CMS evaluations should also consult other peer-reviewed research that demonstrates the transformation and innovation now underway in American healthcare. The Health Care Transformation Task Force has documented these studies in impact briefers.
Verma's recommendation to increase the use of mandatory models is understandable, however, we believe mandating narrow models focused on individual conditions is flawed. Instead, policy should encourage more comprehensive models in which the incentive is to not only improve the efficiency of care delivery but to avoid many procedures altogether by focusing on prevention in the first place.
Most importantly, Verma's suggestion about setting benchmarks lower and increasing discounts causes great concern. This will only serve to squeeze providers' upside in these models, which restricts capital reinvestment in care delivery and further innovation. Benchmarks should be based on a desired future rate of growth, factoring in population growth, aging and technological advances.

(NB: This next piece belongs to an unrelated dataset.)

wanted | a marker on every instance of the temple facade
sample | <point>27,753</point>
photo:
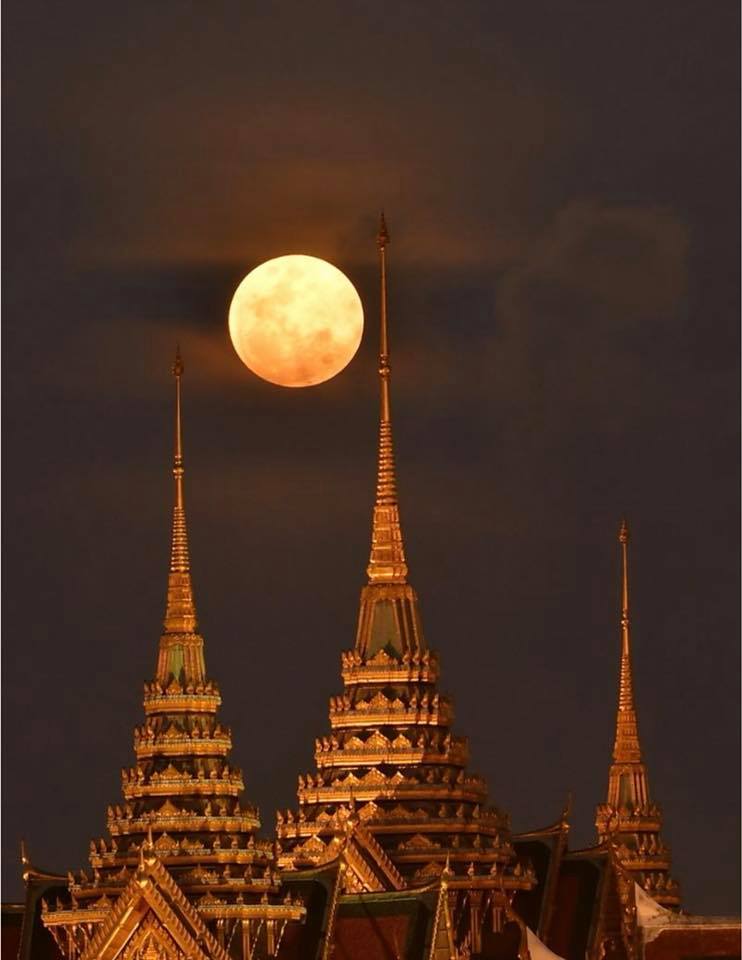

Continually evaluating performance based on historic accomplishment is driving a race to the bottom, undermining the very strength of the American healthcare system. Moreover, the policy choice to evaluate models based on the average performance of all participants is masking the true success of those high-performing participants who have fully invested in and committed to these models.
It is time for policymakers to recalibrate their perspective and appreciate the broader, positive advances being made, cheer them on, and give incentives for greater positive movement. We are on the right track, but poor policy decisions will undermine that progress and the greatness of the American healthcare system.